Trevor’s current projects

Research in progress

  1. Oligo-Miocene avifaunas of Australia – taxonomy and phylogenetics. I began this work as a Post-Doctoral Fellow at the University of New South Wales (2009-2011) on a Linkage Project with numerous collaborators contracted to the Australian Research Council. Current and recent projects address cormorant, rail, pigeon, and emu evolution in Australia.
  2. Miocene fauna of New Zealand – description of the terrestrial vertebrates from the St Bathans Fauna, Otago, New Zealand, including frogs, squamates, birds, and mammals with several collaborators. In the period 2001-2005, I began the first major investigations of the terrestrial Miocene vertebrate faunas of NZ with New Zealand colleagues. During my PhD (2006-2008), and until the present, I continued this research with Australian Research Council (DP0770660), and UNSW support (UNSW Goldstar awards 2010, 2011) with Dr Suzanne Hand and Professor Michael Archer (UNSW) and Alan Tennyson (Te Papa) and Paul Scofield (Canterbury Museum) resulting in several publications on all groups in this fauna (see Bibliography), so effectively identifying the international significance of this fauna. We continue this research now (2012-2014) with renewed ARC funding (DP120100486) with Steve Salisbury (University Queensland) to continue describing the birds, mammals and reptiles of this diverse fauna.
  3. The Quaternary avifauna of New Zealand, and how this relates to climate/vegetation, with emphases on palaeoecology and taxonomic issues. This involves collaborations with several researchers re work on moa and other birds. 1, as an associate CI on a NZ Marsden funded project (New Zealand’s Megaherbivores. Their ecological roles and impact of their extinction on indigenous vegetation communities.) led by CIs Jamie Wood & Janet Wilmshurst, Lincoln University, Lincoln, Canterbury, New Zealand, with another associate CI (A. Cooper). This is examining the ecological roles of moa (Aves: Dinornithiformes) and the impact of their extinction through multidisciplinary methods. (http://www.landcareresearch.co.nz/research/ecosystems/megaherbivores/index.asp); 2, I am collaborating with Alan Cooper and Nicolas Rawlence, Australian Centre for Ancient DNA, Adelaide University, SA, on molecular-based phylogenetic studies of moas; 3, I was recently a supervisor for Gillian Gibb, a PhD candidate at Massey University for her just submitted molecular-based project The Phylogeny of New Zealand Birds.
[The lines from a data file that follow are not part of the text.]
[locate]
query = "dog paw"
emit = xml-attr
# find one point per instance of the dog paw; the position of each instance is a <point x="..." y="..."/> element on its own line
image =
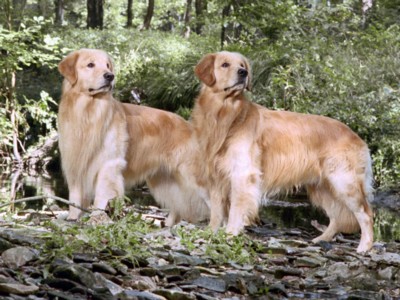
<point x="99" y="217"/>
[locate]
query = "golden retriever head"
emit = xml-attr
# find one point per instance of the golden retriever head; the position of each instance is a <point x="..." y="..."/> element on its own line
<point x="224" y="72"/>
<point x="89" y="71"/>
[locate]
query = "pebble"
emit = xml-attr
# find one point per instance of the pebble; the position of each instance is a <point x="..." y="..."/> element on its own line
<point x="18" y="256"/>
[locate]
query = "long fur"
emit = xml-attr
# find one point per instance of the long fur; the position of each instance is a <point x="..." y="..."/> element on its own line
<point x="106" y="145"/>
<point x="251" y="152"/>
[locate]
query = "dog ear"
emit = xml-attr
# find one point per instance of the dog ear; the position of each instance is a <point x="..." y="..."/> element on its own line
<point x="205" y="70"/>
<point x="249" y="76"/>
<point x="67" y="67"/>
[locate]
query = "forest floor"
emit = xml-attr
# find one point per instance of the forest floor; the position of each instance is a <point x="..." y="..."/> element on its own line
<point x="46" y="257"/>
  4. Pacific palaeofaunas. Current projects include New Caledonia, Vanuatu, and Austral Islands, to determine the original prehuman faunal composition. Work to describe these faunas and the new taxa represented is in progress with several collaborators. The New Caledonian work is part of a project on the prehistoric colonisation of the Central Pacific directed by Prof. A. J. Anderson, Australian National University. The Vanuatu work on turtles and birds is with Dr Stuart Bedford and Professor Matthew Spriggs of ANU.